The recent cyberattacks involving the largest oil product pipeline system and one of the world's biggest meat producers in the United States serve as yet another reminder that countries will continue to deal with cyber threats.
And the number is growing. Globally, 33.4% of computers in industrial control systems faced some form of attack in the second half of 2020 -- an increase of 0.85 percentage points from the first half.
Cyber gangs are stepping up their campaigns in Asia Pacific, which continues to attract more and more investments in supply chains and logistics.
Unfortunately, not all countries have the capacity to tackle cyber threats adequately. Laying the foundation for cyber-resiliency starts with having a cyber-capacity-building programme in place and cultivating a culture of cooperation among all stakeholders.
We group countries in Asia Pacific into three categories, according to their stage of preparedness:
Advanced: Leaders in cybersecurity that have a clear strategy in place and are already doing more in terms of development;
Intermediate: Those that have identified cyberattacks as an area they need to look into and have attempted to make some inroads;
Initial: Countries that have just begun paying attention to this area for various reasons, including more pressing domestic needs.
Singapore is a role model in the first category. Its Asean-Singapore Cybersecurity Centre of Excellence project, launched in 2019, offers policy and technical programmes for member state participants to help bolster regional capabilities. It also promotes collaboration among Asean members to conduct research, share knowledge and carry out training to respond to cyber threats.
Australia also placed data security high on the national agenda when it launched Cyber Security Strategy 2020 last year with an investment of A$1.67 billion (41 billion baht) allocated over 10 years. The three-pronged strategy involves building a stronger digital ecosystem, growing a skilled workforce and protecting Australians.
HELP FROM JAPAN
Japan has also gradually integrated cybersecurity into boosting capacity-building in Asean, offering platforms for collaboration with individual Southeast Asian countries as well as the United States through additional coordination.

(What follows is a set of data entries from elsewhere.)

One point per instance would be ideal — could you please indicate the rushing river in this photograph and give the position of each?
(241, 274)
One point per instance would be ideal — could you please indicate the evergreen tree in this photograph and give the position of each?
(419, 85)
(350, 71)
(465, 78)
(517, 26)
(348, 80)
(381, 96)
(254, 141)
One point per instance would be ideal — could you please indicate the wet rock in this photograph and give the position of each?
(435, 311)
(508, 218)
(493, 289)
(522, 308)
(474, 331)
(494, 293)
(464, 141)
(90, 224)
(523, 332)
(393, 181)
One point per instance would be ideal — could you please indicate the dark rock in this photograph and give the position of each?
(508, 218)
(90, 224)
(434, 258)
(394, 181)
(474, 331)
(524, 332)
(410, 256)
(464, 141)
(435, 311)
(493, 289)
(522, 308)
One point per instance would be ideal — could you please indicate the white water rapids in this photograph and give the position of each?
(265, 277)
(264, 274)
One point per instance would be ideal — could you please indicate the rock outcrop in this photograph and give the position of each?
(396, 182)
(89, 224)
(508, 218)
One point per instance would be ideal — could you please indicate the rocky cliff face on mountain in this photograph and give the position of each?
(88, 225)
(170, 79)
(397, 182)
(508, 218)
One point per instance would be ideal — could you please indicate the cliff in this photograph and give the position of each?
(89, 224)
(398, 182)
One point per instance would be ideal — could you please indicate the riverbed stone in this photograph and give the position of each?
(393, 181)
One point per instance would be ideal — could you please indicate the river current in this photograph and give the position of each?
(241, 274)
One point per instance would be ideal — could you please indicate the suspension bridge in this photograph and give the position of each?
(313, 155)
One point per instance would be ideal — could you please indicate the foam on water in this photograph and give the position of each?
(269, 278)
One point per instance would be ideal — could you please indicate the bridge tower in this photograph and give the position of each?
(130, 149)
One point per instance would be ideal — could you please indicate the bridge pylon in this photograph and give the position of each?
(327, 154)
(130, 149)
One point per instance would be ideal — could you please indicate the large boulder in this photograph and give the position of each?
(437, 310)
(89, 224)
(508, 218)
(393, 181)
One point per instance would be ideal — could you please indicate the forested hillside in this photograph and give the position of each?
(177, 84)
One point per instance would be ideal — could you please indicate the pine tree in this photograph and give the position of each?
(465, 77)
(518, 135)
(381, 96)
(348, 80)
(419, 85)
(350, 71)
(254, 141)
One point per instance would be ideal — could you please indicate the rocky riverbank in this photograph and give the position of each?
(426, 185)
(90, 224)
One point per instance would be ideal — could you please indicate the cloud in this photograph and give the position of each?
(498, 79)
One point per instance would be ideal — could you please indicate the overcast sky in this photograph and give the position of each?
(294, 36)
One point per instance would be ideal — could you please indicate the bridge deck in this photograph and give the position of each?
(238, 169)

Through mechanisms such as the annual Asean-Japan Cybersecurity Policy Meeting first held in 2009, Tokyo has gradually broadened its engagement with Southeast Asian states to include a range of areas such as mutual notification for incidents and joint industry-government-academic collaboration. The construction of new facilities includes the Asean-Japan Cybersecurity Capacity Building Centre in Thailand, and US-Japan training workshops are being held on areas like industrial control systems.

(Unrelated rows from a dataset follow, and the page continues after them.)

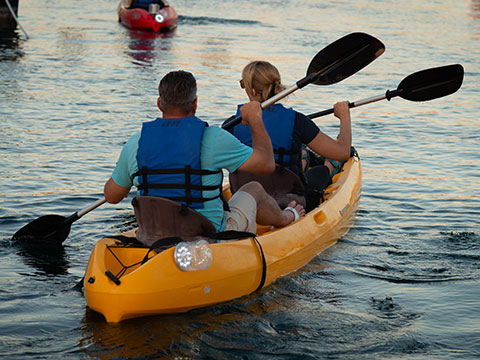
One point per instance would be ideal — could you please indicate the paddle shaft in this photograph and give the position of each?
(312, 77)
(422, 85)
(74, 217)
(388, 95)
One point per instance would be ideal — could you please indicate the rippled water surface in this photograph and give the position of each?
(403, 283)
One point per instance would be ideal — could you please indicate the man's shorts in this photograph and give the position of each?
(243, 213)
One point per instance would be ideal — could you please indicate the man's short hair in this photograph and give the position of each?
(177, 89)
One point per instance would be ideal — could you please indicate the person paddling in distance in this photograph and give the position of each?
(181, 140)
(290, 131)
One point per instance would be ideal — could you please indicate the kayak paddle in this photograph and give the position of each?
(52, 229)
(332, 64)
(422, 85)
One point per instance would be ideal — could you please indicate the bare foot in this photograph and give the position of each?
(290, 214)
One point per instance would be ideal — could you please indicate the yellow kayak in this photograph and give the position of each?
(120, 287)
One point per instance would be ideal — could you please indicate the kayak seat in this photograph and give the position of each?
(144, 4)
(159, 218)
(283, 185)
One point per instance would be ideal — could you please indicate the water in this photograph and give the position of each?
(402, 284)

Among countries in the intermediate category looking to move towards the advanced group, Vietnam has been actively reinforcing regulations, including a national cybersecurity law, and standard-setting across the government and in partnership with the private sector.
The private sector is encouraged to collaborate with the government in disseminating information to customers, granting scholarships and co-organising campaigns and training. The government-led National Malware Detection and Removal Campaign, launched in 2020, was supported by 18 local and foreign cybersecurity firms, including Kaspersky.

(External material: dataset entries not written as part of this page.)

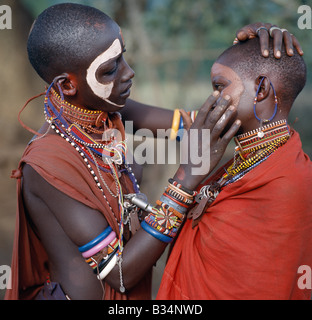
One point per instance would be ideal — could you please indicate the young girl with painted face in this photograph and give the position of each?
(84, 229)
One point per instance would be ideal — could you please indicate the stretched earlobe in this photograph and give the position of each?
(66, 84)
(262, 87)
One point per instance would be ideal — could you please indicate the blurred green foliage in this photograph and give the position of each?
(182, 39)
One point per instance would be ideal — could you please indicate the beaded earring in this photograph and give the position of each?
(262, 121)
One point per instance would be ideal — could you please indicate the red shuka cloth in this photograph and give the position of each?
(252, 239)
(61, 166)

Both India and Indonesia are on the cusp of releasing their national cybersecurity strategies, highlighting the awareness that these markets have of the importance of the issue.
India has made headway in training thousands of government officials and critical sector companies, initiating cybersecurity investments and establishing agreements outside Asean, such as with Japan, Israel and, more recently, with Bahrain to boost cooperation in cybersecurity capacity-building, research and development and protection of critical infrastructure.
Indonesia is counting on firming up its cybersecurity education and capacity-building initiatives to achieve its national interests including political stability and economic growth. Through its National Cyber and Crypto Agency (BSSN), the country has involved key stakeholders including the public in cybersecurity awareness to address the shortage of local cybersecurity experts.
Cybersecurity education and capacity-building would help Indonesian government agencies to address concerns about data leaks and data-sharing practices. Data leaks continue to occur often in Indonesia, most recently with its state health insurer, and government agencies are taking steps to ramp up prevention and mitigation measures.
Meanwhile, data-sharing initiatives may also create beneficial spillover effects, where data can be reused by government agencies safely to open up significant growth opportunities or to generate benefits across society in ways that could not currently be seen.
IDENTIFYING GAPS
In any case, it is important that each country's strategy is cohesive enough to enable it to understand where to bridge internal gaps. Regional and international organisations provide additional platforms that countries can use.
Now that cybercriminals are upping their game like never before, cyber infections are not going away. The threat landscape is as diverse as it is rapidly evolving. Against the backdrop of the pandemic and geopolitics, government organisations will continue to be natural targets for a whole array of cyberattacks, be it espionage or politically motivated attacks.
To remain ahead of the game, a multifaceted approach is required. From Kaspersky's experience, the most effective formula is to have constant improvement of security awareness. This includes engagement with the wider cybersecurity community and stakeholders, including cybersecurity providers to validate and verify the trustworthiness of products, internal processes and business operations.
To help improve incident response capabilities and ensure the safety and wellbeing of their citizens, countries should also continually promote skills training and enhanced collaboration.
Genie Sugene Gan is head of Public Affairs and Government Relations for Asia Pacific at Kaspersky.